Think first about what the litigation is asking the federal court to do: to stop a sitting president from doing what he intends to do.  Against a Muslim.  At a time of war.  All three factors make this case a slam dunk.  Or so it seems.  Take them one at a time.  

First, here is a sitting president, unpopular as he may be, looking for people around the world to kill them.  Hopefully bad people.  And we are asking a federal judge to stop him, the commander in chief, from doing exactly that.  Think about that for a second.  While you are at it, think about a federal court to ask a president to deliver a signed commission, or a court asking local registrars to register voters, or asking a state to stop segregating students on the basis of race.  These are hardly insignificant things.  We have grown so accustomed to a view of judicial power as analogous to judicial supremacy that we hardly blink when asking courts to take on any and all political actors, for all kinds of reasons -- even constitutional reasons.  

Here's an example: the president takes over the steel mills during war time.  What makes us think that the courts would not only side against the president and order him to stop, but more importantly, what makes us think that the president would in fact comply?  Now, this is not to say that the president should not comply; rather, it is to say that these situations involve strategic calculation sin the part of all parties involved.  That President Truman in fact complied with the Court's decision in Youngstown is interesting not because of what Justice Jackson's concurring opinion said, but because the president did not follow a different course of action.  

The recent Guantanamo cases -- Rasul, Hamdan, and Boumediene are similarly interesting.  When the Court told the president that these detainees had in fact a statutory right to habeas rights, the 2006 Military Commissions Act took it away.
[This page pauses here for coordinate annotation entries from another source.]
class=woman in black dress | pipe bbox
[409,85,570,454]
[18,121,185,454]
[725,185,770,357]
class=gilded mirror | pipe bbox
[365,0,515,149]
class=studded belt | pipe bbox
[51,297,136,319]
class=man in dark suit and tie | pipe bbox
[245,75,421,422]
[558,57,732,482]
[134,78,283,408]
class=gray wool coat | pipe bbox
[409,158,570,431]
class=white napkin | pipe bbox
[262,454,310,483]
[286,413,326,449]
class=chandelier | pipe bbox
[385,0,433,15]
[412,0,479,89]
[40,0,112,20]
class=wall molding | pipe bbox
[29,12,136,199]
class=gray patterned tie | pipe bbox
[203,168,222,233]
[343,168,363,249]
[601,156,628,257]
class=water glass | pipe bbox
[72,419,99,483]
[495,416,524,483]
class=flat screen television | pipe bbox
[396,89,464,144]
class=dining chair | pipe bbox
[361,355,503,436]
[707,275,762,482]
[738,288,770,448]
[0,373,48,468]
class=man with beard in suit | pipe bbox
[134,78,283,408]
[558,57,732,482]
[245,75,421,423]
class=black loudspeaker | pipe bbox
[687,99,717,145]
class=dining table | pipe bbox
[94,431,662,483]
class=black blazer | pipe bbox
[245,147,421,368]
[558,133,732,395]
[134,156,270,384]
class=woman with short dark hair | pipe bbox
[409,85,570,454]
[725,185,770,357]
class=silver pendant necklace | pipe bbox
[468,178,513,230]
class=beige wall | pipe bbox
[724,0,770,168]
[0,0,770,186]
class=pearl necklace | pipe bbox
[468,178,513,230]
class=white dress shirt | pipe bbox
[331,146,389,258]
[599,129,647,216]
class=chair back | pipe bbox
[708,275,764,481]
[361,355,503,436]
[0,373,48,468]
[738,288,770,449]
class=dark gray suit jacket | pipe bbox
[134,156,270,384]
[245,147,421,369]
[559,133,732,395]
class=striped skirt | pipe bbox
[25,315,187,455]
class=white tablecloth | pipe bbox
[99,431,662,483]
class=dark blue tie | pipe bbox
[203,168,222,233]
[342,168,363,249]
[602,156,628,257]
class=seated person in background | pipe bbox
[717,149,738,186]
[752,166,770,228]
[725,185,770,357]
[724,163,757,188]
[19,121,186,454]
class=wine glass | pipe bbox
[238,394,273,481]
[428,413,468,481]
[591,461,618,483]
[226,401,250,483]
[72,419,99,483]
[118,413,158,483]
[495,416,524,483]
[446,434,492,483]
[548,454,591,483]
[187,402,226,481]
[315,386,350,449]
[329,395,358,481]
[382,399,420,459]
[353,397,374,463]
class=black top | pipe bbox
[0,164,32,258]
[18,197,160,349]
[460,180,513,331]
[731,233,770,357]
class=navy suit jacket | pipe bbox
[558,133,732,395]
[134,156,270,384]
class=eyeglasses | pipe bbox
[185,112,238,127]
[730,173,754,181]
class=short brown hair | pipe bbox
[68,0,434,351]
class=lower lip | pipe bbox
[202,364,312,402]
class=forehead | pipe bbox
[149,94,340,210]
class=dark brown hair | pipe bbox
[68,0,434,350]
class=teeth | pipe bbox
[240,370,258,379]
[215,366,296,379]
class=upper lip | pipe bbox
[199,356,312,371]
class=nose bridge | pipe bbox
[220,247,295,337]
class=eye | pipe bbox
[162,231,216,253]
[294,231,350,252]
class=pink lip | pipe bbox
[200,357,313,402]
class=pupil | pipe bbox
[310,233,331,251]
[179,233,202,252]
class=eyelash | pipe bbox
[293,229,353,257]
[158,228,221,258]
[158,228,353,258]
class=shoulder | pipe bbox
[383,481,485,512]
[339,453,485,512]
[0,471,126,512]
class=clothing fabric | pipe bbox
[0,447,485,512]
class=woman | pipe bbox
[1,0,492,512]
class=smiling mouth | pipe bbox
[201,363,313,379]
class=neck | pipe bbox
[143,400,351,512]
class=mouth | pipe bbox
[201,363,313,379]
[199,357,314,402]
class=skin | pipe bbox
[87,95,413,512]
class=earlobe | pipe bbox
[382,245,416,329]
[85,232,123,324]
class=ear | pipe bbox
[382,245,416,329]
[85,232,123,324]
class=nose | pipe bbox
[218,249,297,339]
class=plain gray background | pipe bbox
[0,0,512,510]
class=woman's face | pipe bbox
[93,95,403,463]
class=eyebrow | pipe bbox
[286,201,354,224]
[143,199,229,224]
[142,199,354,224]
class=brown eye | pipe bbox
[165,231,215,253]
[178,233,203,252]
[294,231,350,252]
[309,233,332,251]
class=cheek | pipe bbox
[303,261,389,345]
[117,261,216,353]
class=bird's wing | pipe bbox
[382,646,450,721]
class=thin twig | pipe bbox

The Court then struck down the president's military tribunals, only to see them reinstated by Congress.  The signals could not have been any clearer.  But the five member majority was undeterred.  In Boumediene, the majority concluded that those parts of the Military Commissions Act that stripped U.S. courts of jurisdiction over habeas petitions filed by foreign nationals held in Guantanamo were unconstitutional. Tellingly, President Bush responded that he would abide by the ruling, while explaining that "[i]t was a deeply divided court, and I strongly agree with those who dissented."

These are remarkable cases.  The quick and easy answer -- too easy, in my view -- is to say that the Court is simply enforcing our constitutional pre-commitments.  Add to that a word about the rule of law, coupled with a spoonful of sugar and a cite to Marbury v. Madison and U.S. v. Nixon, and the deed is done.  But this is too easy.  Think for a moment about the fact that, after every rebuke by the Supreme Court, the president responded not by assertively defying the court's authority, but by asking Congress for help.  This is no small feat, both on the part of both the Court and the political branches.

The second point only complicates matters.  In these cases, the federal courts are coming to the defense of persecuted racial and political minorities in this country.  Greenwald alludes to this when he writes:
"What I've found most disturbing about this controversy from the start is how many Americans are willing to blindly believe the Government's accusations of Terrorism against their fellow citizens -- provided they're Muslims with foreign-sounding names -- without needing to see any evidence at all."
Think about this for a second: when has the Court ever sided with the interests of minorities, and how do we explain those rare moments when it does?  The best explanation to date is Derrick Bell's classic "interest-convergence" theory, which argues that the Court sides with the interests of people of color when they converge with the interests of whites.  This is why this explanation reminds me of the classic defense of Brown, not as a commitment to civil rights but as a cold war imperative.  This makes the Guantanamo cases intriguing, as well as Mr. Awlaki's.    

The third point takes us in the same direction.  Would the federal courts choose to interfere with the ongoing war on terrorism?  

In the end, I would hope that our Constitution prevents the president from carrying out his "assassination program."  But I am not holding my breath.